Opponents, however, see the thin edge of a wedge that leads ultimately to government subsidies for religion. At a minimum, they say, any government aid to a religious school frees up other funds that can be used to advance the cause of that particular religion. The Constitution forbids the government from granting any support that would help a particular religion, they argue.

TOBACCO REGULATION

Are cigarettes a delivery device for addictive nicotine? If so,

does the Clinton administration have authority to regulate tobacco sales and marketing?

On the tobacco front, the court will decide whether the US Food and Drug Administration (FDA) has the power to regulate cigarettes and other tobacco products.

At issue is whether tobacco, which contains addictive nicotine, can be legally characterized as a drug, and whether cigarettes qualify as drug-delivery devices.

In 1996, the Clinton administration came to this conclusion and requested the FDA to take immediate action as part of its national effort to protect children from tobacco products.

The tobacco industry challenged the FDA's authority, and a federal appeals court agreed with the industry by a 2-to-1 vote.

The FDA position is somewhat undermined by a long history of that agency denying its jurisdiction over tobacco. But administration lawyers argue that times have changed, and new information suggests that the tobacco companies themselves viewed cigarettes as a nicotine-delivery device.

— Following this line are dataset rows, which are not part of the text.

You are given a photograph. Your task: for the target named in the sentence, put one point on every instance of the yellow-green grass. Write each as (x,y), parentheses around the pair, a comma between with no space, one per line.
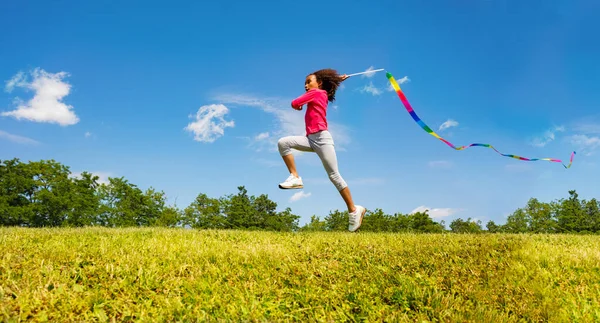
(157,274)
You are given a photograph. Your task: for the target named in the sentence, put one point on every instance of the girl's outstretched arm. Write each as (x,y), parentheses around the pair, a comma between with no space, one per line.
(303,99)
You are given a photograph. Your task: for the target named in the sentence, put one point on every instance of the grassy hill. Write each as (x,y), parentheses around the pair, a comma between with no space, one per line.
(161,274)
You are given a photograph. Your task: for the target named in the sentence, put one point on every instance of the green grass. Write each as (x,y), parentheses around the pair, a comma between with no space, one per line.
(99,274)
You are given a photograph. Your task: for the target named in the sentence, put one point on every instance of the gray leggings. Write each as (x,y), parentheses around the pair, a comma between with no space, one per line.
(321,143)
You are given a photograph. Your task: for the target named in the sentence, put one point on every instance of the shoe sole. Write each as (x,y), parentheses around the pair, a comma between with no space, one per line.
(362,215)
(290,188)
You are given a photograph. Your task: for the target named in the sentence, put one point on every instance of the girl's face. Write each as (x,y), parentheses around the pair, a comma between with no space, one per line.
(311,82)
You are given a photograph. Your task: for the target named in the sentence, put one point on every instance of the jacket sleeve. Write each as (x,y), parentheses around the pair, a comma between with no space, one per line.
(304,99)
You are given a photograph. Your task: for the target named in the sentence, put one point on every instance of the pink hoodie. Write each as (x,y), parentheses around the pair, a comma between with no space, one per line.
(316,112)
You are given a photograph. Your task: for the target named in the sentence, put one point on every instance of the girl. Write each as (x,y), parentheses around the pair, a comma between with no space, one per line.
(320,88)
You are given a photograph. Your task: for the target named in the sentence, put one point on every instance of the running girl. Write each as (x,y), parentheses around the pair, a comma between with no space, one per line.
(320,88)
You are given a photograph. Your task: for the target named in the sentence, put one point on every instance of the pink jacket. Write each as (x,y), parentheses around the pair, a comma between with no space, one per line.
(316,112)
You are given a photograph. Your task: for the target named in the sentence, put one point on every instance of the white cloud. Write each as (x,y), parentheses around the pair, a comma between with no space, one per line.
(46,105)
(585,144)
(18,139)
(369,74)
(435,213)
(102,176)
(262,136)
(547,137)
(370,88)
(209,123)
(399,81)
(591,128)
(288,122)
(440,164)
(449,123)
(299,195)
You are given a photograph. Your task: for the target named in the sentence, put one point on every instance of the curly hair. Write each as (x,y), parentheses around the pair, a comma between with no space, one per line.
(330,81)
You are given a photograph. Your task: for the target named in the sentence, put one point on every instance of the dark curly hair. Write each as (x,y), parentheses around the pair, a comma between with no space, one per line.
(330,81)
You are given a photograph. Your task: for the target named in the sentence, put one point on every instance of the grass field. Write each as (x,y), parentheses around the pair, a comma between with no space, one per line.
(99,274)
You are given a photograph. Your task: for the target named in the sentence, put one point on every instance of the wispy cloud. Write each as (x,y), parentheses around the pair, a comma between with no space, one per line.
(371,89)
(369,74)
(586,144)
(270,163)
(18,139)
(209,123)
(288,122)
(590,128)
(547,136)
(518,167)
(440,164)
(448,124)
(46,106)
(366,181)
(299,195)
(436,212)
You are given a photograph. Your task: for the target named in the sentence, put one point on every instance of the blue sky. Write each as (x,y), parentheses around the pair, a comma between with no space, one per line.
(111,87)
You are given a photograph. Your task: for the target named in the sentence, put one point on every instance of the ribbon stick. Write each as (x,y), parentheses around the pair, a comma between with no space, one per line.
(418,120)
(366,72)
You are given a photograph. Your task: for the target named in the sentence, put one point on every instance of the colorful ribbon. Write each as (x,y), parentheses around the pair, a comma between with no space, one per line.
(426,128)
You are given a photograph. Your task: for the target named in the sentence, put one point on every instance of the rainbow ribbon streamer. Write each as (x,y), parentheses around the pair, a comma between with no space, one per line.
(426,128)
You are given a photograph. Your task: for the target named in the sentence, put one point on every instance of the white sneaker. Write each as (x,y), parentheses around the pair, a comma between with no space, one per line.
(356,218)
(292,182)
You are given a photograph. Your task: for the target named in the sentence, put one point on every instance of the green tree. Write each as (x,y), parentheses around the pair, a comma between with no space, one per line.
(516,222)
(205,213)
(123,204)
(84,203)
(492,227)
(337,221)
(376,221)
(571,216)
(17,188)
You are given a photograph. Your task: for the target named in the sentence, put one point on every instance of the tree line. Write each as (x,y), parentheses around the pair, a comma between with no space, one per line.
(46,194)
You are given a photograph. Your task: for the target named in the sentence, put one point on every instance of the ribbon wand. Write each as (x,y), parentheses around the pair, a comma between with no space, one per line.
(366,72)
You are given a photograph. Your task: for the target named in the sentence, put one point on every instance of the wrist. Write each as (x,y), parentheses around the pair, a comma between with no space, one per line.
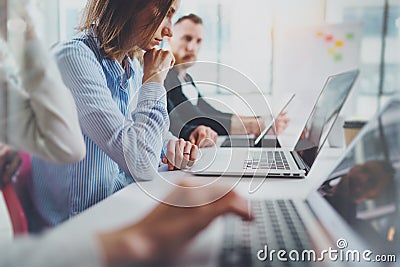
(126,246)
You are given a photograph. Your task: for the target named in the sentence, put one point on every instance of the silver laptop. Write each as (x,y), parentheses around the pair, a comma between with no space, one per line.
(351,218)
(279,162)
(260,141)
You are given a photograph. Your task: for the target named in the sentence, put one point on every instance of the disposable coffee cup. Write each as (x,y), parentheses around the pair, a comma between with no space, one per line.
(351,129)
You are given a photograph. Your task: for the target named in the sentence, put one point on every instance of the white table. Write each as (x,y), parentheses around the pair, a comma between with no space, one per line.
(132,203)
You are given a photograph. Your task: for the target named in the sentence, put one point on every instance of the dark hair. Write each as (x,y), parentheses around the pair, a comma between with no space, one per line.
(192,17)
(112,22)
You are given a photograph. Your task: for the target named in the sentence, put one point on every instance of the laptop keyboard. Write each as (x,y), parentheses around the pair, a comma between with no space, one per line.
(266,160)
(277,224)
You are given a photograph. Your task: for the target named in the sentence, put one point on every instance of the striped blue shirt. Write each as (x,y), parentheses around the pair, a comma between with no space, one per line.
(122,140)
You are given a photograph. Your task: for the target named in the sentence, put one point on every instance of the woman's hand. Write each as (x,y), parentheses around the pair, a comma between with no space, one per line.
(181,154)
(203,136)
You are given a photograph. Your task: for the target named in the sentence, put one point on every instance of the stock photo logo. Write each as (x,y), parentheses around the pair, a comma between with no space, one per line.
(212,84)
(342,252)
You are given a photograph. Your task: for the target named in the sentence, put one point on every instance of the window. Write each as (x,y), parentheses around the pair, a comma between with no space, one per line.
(371,13)
(238,35)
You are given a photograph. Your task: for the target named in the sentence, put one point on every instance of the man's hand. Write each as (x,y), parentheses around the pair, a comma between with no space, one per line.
(162,234)
(9,163)
(203,136)
(181,154)
(156,65)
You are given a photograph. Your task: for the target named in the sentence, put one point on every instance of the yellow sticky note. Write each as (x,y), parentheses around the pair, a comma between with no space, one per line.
(339,43)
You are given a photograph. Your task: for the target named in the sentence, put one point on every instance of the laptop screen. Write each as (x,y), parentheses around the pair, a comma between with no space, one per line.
(364,187)
(324,114)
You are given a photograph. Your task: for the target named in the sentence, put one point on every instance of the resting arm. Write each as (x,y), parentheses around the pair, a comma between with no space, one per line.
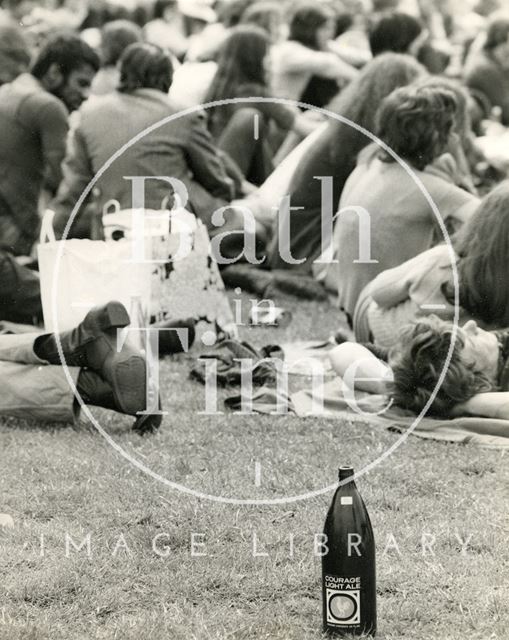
(325,64)
(370,373)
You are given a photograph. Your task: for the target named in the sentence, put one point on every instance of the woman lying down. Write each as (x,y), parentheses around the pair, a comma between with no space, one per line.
(476,382)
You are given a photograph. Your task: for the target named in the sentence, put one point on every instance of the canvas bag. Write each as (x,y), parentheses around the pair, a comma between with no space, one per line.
(185,281)
(90,273)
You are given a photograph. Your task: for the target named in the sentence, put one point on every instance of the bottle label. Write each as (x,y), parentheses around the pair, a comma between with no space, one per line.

The court's decision will determine whether the FDA will play a major role or be assigned a back-row seat in what has grown into a nationwide campaign against cigarette smoking.

Even if the court rules that the FDA has no power to regulate tobacco, the administration has demonstrated its intent to fight the tobacco industry in any way it can.

The Justice Department is pursuing a civil suit against the industry to recover federal medical costs of treating smoking-related illnesses.

If the civil lawsuit is settled out of court, like scores of similar state suits over the past two years, the federal government and the tobacco industry might end up negotiating many of the same measures the FDA had sought to impose.